FoI um dos júris mais longos do Judiciário paulista, superando até mesmo outros casos midiáticos como o Nardoni, em 2010, que durou cinco dias. O crime foi considerado hediondo porque, segundo entenderam os jurados, ela utilizou meio que impossibilitou a defesa da vítima. Isso impediu que a agora condenada saísse do fórum da Barra Funda de São Paulo (zona oeste) com a possibilidade de deixar a prisão nos próximos dias.

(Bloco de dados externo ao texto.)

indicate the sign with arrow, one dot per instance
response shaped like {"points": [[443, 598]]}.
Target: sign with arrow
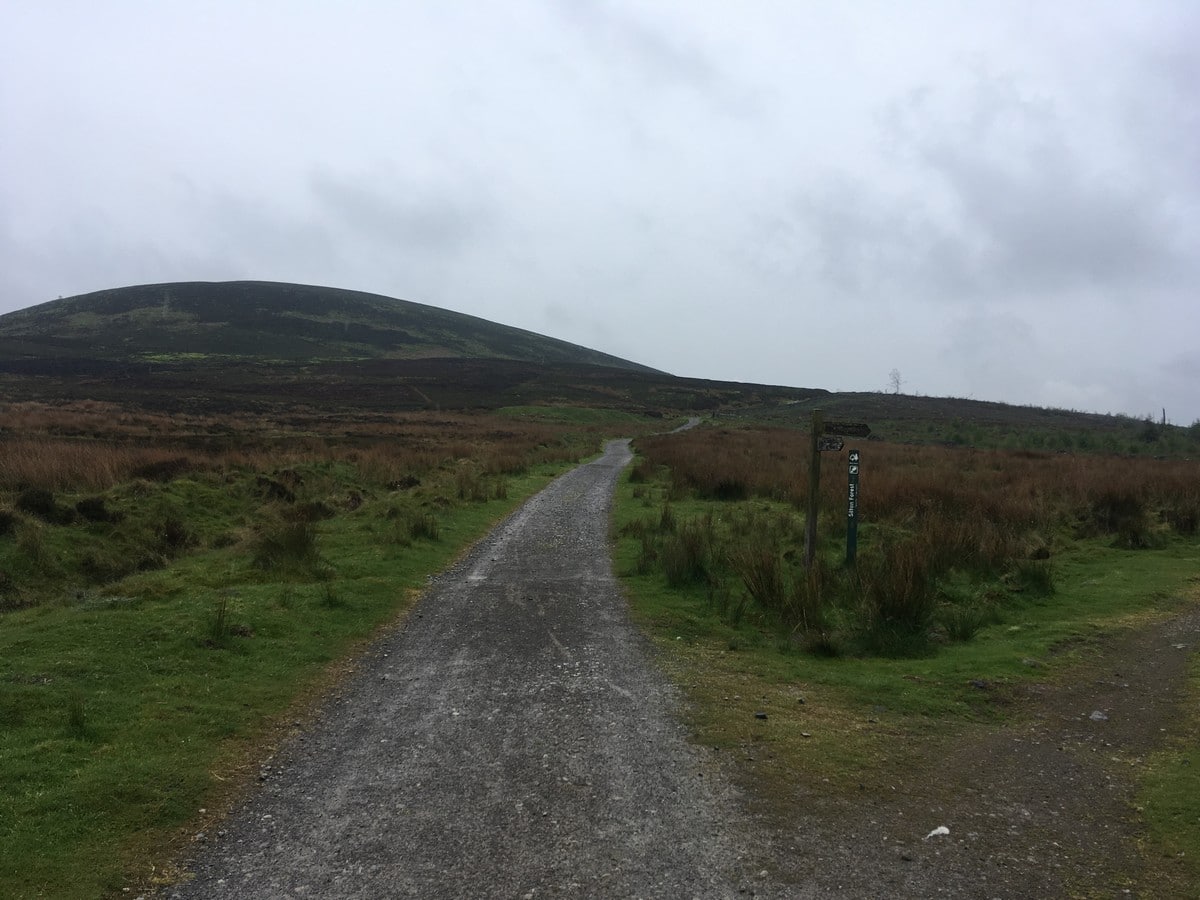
{"points": [[853, 430]]}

Isso poderia acontecer se o crime tivesse considerado um homicídio intencional simples, com pena mínima de seis anos (e máximo de 20) e possibilidade de progressão após o cumprimento de um sexto da pena. Como Elize já está presa há mais quatro anos, tem, assim, tempo suficiente para pedir o benefício. Considerado hediondo, a progressão só pode ser requisitada após dois quintos da pena, porque não tem outros antecedentes criminais e tem bom comportamento na prisão onde está, em Tremembé. Pesou na decisão dos jurados os argumentos do promotor José Carlos Cosenzo de que uma condenação por homicídio simples seria muito benéfica a ré. "Se vocês condenarem pelo homicídio estarão a absolvendo. Ela sairá daqui do fórum na frente dos senhores", disse ele aos jurados. "Todo o Brasil está aguardando a decisão de vocês", disse o promotor.
Depois da decisão dos jurados, ele disse que vai analisar se vai recorrer. "Não ficamos satisfeitos", disse que queria uma condenação de ao menos 25 anos. A defesa disse que vai recorrer porque, segundo eles, a pena aplicada pelo juiz Adilson Simoni foi excessivamente, ao contrário do desejo dos jurados. "Ganhamos, mas não levamos. Essa é a sensação", disse Luciano Santoro, um dos defensores.
VIDA DIFÍCIL
Nascida em 29 de outubro de 1981 em uma pequena cidade do Interior do Paraná, Chopinzinho, ainda criança ela foi abandonada pelo pai. Depois de sair de casa, ele só voltou uma única vez. "Não veio para visitá-la. Ele pegou a televisão, uma TV pequena que tinha lá, e levou embora... para casa da outra", disse Roseli de Araújo, tia de Elize, e que se tornou sua "mãe de coração".
A mãe também deixou a filha e mudou-se para Curitiba. Quando Elize tinha 10 anos, ela voltou para Chopinzinho com um namorado que se instalou na casa em que viviam. Quando tinha cerca de 15 anos, Elize fugiu de casa. Foi localizada após mais de um mês em Gravataí (RS), a cerca de 700 quilômetros de Chopinzinho, apreendida pelo conselho tutelar e devolvida à família. Só depois os familiares ficaram sabendo que ela havia sofrido abuso sexual do padrasto. À época, sua mãe tomou partido: ficou do lado do namorado.
Elize decidiu, aos 18 anos, estudar enfermagem em Curitiba. Os estudos foram financiados com muito custo pela avó e sua tia - esta também era técnica em enfermagem. Foram cerca de dois anos estudando. A família nunca soube como e quando a estudante decidiu se prostituir em Curitiba. ia cursar a faculdade de direito, resolveu seguir o exemplo de uma amiga. "Eles (da minha família) me ensinaram o correto. Se eu segui no caminho torto não é culpa deles", disse Elize. Em 2004, publicou suas fotos em um site de garotas de programa. Foi nessa época, como "acompanhante de executivos", que conheceu o futuro marido, Marcos Matsunaga. Marcos era de família milionária, donos da indústria de alimentos Yoki, patrimônio estimado em cerca de R$ 1,7 bilhão. Ele se apaixonou. Romântico, amante de vinhos e restaurantes refinados, passou a tratar Elize como namorada e enchê-la de presentes. "Ela encontrou o príncipe encantado", disse o delegado Mauro Gomes Dias, aos jurados.